When I looked deeply at that little child today my heart filled with both love and compassion. She looks so full of life but also anxiety and in those eyes I sense an anxiousness for connection, love and approval. She also looks like she is wanting to burst out of her skin and the repression of feeling around her. On another note, as I was walking Jasper today and we ran into Bravedog and our neighbor and she was anxiously clinging onto him waiting for us to pass as Jasper tried to run up to Bravedog and ‘play’ I saw how he is also carrying a similar longing along with a lack of boundaries and restraint at times and possibly I have been anxious that he not be ‘reigned in’ quite as much as I was. Sometimes it seems that I am always longing for that connection and mirroring (Cancer and the Moon and a loving mother) the lack of it was a real ache not only inside me but inside my Mum a well as she revealed to me in later years before she died.
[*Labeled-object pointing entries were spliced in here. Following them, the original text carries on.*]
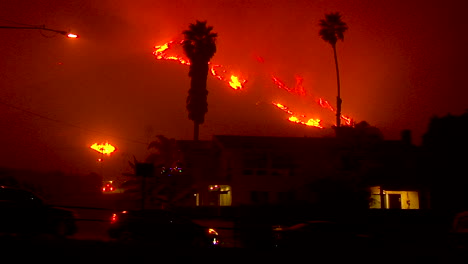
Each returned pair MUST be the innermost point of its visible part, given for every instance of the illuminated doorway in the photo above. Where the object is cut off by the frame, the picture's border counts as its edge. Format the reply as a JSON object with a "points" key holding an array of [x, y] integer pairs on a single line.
{"points": [[219, 195]]}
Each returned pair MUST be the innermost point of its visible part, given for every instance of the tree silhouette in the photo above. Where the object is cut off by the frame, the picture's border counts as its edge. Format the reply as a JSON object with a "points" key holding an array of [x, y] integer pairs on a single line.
{"points": [[332, 29], [199, 46]]}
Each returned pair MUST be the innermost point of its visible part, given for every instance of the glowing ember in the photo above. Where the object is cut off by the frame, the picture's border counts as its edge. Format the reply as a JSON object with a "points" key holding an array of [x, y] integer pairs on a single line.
{"points": [[295, 119], [235, 82], [160, 54], [103, 148]]}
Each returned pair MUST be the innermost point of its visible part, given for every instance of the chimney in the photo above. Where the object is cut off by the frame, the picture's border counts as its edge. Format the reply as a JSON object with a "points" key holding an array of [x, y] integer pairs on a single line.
{"points": [[406, 137]]}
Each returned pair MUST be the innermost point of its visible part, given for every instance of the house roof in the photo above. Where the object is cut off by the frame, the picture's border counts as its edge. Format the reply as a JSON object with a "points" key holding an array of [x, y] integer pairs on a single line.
{"points": [[232, 141]]}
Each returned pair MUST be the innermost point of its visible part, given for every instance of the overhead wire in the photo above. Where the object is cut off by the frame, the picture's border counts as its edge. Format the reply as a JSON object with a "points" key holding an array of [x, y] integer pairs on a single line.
{"points": [[69, 124]]}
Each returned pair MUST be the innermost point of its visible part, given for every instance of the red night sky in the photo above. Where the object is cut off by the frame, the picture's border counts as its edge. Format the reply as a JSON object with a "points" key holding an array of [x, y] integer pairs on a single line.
{"points": [[401, 63]]}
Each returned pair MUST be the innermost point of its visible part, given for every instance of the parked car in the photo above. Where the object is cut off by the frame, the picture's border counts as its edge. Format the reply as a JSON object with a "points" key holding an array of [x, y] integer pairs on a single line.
{"points": [[25, 214], [161, 227], [318, 235]]}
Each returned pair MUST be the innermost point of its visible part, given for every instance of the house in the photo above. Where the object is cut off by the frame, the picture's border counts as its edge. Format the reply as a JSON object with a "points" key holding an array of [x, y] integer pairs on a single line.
{"points": [[234, 170]]}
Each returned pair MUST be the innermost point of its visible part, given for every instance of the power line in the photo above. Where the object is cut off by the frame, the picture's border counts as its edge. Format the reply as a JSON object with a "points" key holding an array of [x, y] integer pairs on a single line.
{"points": [[69, 124]]}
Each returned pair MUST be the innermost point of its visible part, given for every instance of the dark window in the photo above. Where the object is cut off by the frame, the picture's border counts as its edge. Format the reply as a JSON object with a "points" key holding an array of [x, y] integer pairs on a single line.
{"points": [[259, 197], [248, 172], [255, 159], [285, 197]]}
However, lately I have learned I need to show that compassion and understanding to myself and that my boundaries are not always adult, yet not coming down too hard on the inner child means I also help her to overcome her fear of feeling and expressing feelings due to not being shown a lot of softness or being lovingly protected from hurtful actions of either Mum, Dad or my third sibling who obviously often felt annoyed with me at times.
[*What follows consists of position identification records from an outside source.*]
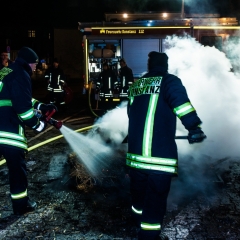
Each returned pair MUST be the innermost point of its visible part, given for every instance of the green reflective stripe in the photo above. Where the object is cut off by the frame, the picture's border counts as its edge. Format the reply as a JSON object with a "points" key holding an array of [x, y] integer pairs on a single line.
{"points": [[183, 109], [13, 143], [5, 103], [27, 115], [148, 129], [13, 136], [4, 72], [139, 165], [154, 160], [1, 86], [148, 226], [136, 210], [19, 195], [34, 101], [21, 132], [131, 100]]}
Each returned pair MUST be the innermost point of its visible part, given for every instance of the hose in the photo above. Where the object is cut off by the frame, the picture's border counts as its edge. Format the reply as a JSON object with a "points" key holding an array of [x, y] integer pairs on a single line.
{"points": [[51, 140], [89, 100]]}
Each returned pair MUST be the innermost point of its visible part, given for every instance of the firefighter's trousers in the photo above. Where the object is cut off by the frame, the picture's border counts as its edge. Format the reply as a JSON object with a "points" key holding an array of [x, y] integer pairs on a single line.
{"points": [[149, 191], [15, 159]]}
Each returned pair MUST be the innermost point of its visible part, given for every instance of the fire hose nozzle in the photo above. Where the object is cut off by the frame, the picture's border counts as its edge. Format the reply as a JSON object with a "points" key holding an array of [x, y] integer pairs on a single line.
{"points": [[55, 123]]}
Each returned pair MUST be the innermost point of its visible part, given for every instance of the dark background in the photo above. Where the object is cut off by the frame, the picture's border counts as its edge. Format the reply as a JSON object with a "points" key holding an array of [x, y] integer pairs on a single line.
{"points": [[55, 23], [66, 13]]}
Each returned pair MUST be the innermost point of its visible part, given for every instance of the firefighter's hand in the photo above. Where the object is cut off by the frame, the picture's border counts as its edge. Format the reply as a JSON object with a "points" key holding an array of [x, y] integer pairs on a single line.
{"points": [[196, 135], [47, 108], [41, 126]]}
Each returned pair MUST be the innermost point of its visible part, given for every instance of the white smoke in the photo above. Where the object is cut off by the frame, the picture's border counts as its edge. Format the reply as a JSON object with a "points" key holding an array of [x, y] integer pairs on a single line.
{"points": [[213, 90]]}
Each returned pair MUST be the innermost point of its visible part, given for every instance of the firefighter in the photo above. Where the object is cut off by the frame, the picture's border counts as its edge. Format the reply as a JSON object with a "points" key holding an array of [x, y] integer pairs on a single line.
{"points": [[126, 77], [17, 109], [154, 102], [55, 77]]}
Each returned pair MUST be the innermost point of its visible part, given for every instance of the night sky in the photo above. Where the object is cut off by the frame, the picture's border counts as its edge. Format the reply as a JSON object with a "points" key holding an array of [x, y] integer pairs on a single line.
{"points": [[66, 13]]}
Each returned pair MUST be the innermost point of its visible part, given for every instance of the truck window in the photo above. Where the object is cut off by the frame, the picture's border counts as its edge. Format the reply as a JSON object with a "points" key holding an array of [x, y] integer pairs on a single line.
{"points": [[211, 41]]}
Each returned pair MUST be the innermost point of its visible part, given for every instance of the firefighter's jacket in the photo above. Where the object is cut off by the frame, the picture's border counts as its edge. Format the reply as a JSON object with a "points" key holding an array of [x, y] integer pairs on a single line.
{"points": [[55, 77], [16, 104], [155, 100], [126, 78], [107, 79]]}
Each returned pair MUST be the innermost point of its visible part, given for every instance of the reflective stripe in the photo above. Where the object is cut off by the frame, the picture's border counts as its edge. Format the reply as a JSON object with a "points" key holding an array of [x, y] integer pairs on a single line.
{"points": [[1, 86], [4, 72], [13, 143], [57, 90], [19, 195], [13, 136], [136, 210], [21, 132], [5, 103], [148, 226], [139, 165], [148, 128], [154, 160], [27, 115], [34, 101], [183, 109]]}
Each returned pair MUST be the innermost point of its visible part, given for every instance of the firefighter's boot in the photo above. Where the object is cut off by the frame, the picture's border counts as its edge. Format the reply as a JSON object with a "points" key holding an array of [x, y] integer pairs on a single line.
{"points": [[31, 206], [162, 236]]}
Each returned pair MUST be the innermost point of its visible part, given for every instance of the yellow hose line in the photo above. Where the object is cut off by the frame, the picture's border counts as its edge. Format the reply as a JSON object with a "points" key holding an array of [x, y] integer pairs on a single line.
{"points": [[50, 140]]}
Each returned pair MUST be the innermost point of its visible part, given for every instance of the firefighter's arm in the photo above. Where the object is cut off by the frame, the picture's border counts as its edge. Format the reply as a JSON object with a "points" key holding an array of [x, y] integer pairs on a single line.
{"points": [[177, 98], [21, 100], [47, 75]]}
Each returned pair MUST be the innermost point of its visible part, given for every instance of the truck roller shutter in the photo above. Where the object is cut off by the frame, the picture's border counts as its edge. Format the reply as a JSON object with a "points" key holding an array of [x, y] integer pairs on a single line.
{"points": [[135, 52]]}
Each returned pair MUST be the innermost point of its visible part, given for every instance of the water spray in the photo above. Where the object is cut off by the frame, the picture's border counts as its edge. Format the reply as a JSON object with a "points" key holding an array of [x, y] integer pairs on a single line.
{"points": [[48, 118]]}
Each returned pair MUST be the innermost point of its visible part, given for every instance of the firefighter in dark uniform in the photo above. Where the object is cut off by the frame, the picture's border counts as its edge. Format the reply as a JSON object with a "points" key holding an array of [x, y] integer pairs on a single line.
{"points": [[126, 78], [17, 109], [55, 77], [106, 82], [154, 102]]}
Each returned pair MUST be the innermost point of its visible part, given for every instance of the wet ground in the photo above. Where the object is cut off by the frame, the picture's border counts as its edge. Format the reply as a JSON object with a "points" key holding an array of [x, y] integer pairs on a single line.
{"points": [[203, 203]]}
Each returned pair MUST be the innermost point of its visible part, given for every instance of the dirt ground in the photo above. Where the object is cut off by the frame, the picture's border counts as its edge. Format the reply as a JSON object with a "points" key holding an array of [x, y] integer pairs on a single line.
{"points": [[203, 206]]}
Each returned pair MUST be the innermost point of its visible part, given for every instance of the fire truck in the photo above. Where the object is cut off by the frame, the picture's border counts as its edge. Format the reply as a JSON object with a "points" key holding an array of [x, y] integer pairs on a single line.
{"points": [[133, 36]]}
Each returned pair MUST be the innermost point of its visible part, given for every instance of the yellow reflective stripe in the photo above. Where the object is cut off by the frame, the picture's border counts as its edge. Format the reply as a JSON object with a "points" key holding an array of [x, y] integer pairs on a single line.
{"points": [[136, 211], [155, 160], [13, 143], [19, 195], [148, 226], [139, 165], [183, 109], [5, 103], [13, 136], [27, 115]]}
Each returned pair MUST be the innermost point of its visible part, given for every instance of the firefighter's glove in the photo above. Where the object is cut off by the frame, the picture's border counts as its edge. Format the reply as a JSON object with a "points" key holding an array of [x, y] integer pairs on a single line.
{"points": [[47, 108], [41, 126], [196, 135]]}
Looking with eyes of love on the inner child of myself, also involves looking with love on the inner child of those I was and am in relationship with, especially my parents, siblings and the nuns at our school who could be very punishing, shaming and repressive at times. Our parents and most especially my parents generation born between 1918 and 1929 with Neptune in Leo (Leo/Sun rules the inner child) also had Pluto in Cancer and Chiron the planet of both wounding and healing in the Mars ruled sign of Aries. They often were talked down at by parent or had lost a parent due to the First World or earlier wars, they struggled too through the depression years.
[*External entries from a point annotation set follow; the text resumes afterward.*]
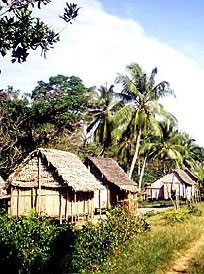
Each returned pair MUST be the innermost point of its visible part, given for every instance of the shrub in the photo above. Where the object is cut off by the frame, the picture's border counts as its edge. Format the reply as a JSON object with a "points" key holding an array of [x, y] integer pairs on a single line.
{"points": [[179, 215], [35, 245], [95, 242], [25, 242]]}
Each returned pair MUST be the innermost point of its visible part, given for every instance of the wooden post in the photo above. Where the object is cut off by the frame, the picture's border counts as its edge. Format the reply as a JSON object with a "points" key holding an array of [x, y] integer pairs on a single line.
{"points": [[92, 207], [67, 207], [72, 209], [88, 205], [99, 193], [18, 197], [39, 185], [60, 208], [78, 209], [31, 197], [75, 206]]}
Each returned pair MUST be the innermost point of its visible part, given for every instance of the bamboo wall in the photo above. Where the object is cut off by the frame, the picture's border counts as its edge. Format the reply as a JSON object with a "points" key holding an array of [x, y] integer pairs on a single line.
{"points": [[37, 187]]}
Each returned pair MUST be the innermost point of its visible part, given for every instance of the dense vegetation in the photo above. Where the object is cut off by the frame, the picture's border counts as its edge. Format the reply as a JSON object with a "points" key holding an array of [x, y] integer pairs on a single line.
{"points": [[132, 125], [32, 245], [152, 252], [22, 32]]}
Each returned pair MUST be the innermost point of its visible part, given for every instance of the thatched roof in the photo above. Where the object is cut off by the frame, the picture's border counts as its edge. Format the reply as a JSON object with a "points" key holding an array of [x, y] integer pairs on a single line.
{"points": [[113, 173], [67, 166], [184, 176], [181, 174]]}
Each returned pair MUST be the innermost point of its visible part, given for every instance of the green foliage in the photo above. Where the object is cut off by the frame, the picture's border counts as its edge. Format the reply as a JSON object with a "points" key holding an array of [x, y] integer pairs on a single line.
{"points": [[96, 242], [35, 245], [179, 215], [56, 108], [21, 32], [152, 252], [25, 242]]}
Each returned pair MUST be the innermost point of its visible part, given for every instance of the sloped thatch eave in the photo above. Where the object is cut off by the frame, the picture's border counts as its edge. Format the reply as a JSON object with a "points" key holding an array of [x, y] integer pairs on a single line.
{"points": [[113, 173]]}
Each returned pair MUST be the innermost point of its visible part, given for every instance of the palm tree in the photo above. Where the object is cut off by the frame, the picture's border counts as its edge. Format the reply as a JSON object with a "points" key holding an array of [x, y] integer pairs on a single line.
{"points": [[143, 95], [168, 148], [101, 124]]}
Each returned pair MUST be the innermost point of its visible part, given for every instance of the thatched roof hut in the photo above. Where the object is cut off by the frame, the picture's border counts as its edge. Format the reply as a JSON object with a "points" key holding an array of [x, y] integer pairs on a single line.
{"points": [[179, 183], [54, 182], [112, 176], [112, 173]]}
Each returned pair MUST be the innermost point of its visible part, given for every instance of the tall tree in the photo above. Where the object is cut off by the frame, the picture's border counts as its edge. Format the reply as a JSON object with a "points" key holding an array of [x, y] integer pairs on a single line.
{"points": [[143, 94], [101, 124], [22, 32]]}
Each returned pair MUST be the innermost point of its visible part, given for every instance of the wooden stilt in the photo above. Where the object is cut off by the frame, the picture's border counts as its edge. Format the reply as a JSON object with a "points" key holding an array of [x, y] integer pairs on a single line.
{"points": [[75, 207], [72, 209], [99, 202], [18, 197], [39, 185], [67, 207], [60, 208]]}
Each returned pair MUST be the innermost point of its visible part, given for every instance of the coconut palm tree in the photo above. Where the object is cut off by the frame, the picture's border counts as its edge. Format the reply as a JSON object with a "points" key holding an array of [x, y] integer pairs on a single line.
{"points": [[101, 124], [141, 92]]}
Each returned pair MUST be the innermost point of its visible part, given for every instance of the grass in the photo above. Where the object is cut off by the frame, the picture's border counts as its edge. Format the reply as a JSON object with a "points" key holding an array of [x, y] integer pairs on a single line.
{"points": [[198, 265], [151, 252]]}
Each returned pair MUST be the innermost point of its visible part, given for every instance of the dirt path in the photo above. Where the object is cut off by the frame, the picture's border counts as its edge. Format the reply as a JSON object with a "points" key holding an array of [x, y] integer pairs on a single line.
{"points": [[182, 262]]}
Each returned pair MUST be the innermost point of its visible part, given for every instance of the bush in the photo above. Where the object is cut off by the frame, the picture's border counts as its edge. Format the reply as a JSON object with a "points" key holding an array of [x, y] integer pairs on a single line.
{"points": [[35, 245], [95, 242], [179, 215], [25, 242]]}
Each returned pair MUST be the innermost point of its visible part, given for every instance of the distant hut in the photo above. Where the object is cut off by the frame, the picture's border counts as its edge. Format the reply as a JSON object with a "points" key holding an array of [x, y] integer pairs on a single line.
{"points": [[55, 183], [180, 183], [118, 187]]}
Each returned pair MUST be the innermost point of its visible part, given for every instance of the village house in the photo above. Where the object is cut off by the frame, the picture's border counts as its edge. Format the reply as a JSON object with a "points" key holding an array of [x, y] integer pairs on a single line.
{"points": [[55, 183], [179, 183], [118, 187]]}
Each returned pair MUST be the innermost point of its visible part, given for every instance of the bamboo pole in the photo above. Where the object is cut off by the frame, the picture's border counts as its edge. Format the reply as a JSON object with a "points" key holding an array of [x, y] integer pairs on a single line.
{"points": [[75, 206], [72, 209], [99, 202], [39, 185], [18, 197], [67, 207], [60, 208], [92, 208]]}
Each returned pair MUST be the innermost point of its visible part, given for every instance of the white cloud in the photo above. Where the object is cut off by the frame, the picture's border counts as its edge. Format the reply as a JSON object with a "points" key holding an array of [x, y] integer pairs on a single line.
{"points": [[98, 45]]}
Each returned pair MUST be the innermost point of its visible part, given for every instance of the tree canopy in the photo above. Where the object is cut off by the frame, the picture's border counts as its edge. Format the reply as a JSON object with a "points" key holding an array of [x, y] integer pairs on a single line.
{"points": [[22, 32]]}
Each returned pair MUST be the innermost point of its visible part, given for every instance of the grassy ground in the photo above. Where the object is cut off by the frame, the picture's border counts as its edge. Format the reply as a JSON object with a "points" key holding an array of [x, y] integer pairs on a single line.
{"points": [[198, 265], [151, 252]]}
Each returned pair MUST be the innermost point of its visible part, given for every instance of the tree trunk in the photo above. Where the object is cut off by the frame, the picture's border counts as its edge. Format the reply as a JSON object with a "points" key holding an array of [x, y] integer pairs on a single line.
{"points": [[142, 172], [136, 154]]}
My mother once told me that her mother had never once told her that she loved her. Louise Hay who was born in 1926 and has all of these placements too spoke in a video that I listened to yesterday about how she was told horrible things by her parents as a child and that her mother was similarly wounded too. A lot of her work involves meditations in which we hold the hand of our parent’s inner child and look deep into their eyes, seeing into their woundedness and offering compassion. Compassion in this way helps us to unblend or separate from the inner punisher/protector/rejector energy that sends important parts of us into exile as young ones. When these exiled parts exist in a parent, sibling or caregiver they won’t love them in us and so many parts of us will also become split off. Only a loving relationship with an inner parent who can look upon the child and persecutor/protector/inner judge with curiosity and compassion will help us to separate from that unloving force and over come our fear.
Today I feel such joy knowing that I have the vision to truly see what my inner child suffered and carried forward into adulthood. I am glad I can see her innocence and longing, as well as the light that radiates from her true self. I feel so happy when healthier self knowledge allow me to attract people like the Lifeline counsellor today who was so fine with me experiencing feelings of sadness over lack of empathy in the past. Allowing myself to be embraced in my True self in this way brings me not only healing but great expanding feelings of vitality, joy, hope, friendliness and true happiness.
(Please note Neptune was in Leo from 1915 to 1929, Pluto was in Cancer from 1914 to 1938 and Chiron was in Aries from 1918-1927 and then in 1968 to 1977. It has been in Aries too from 2018 and will remain in that sign until 2027.)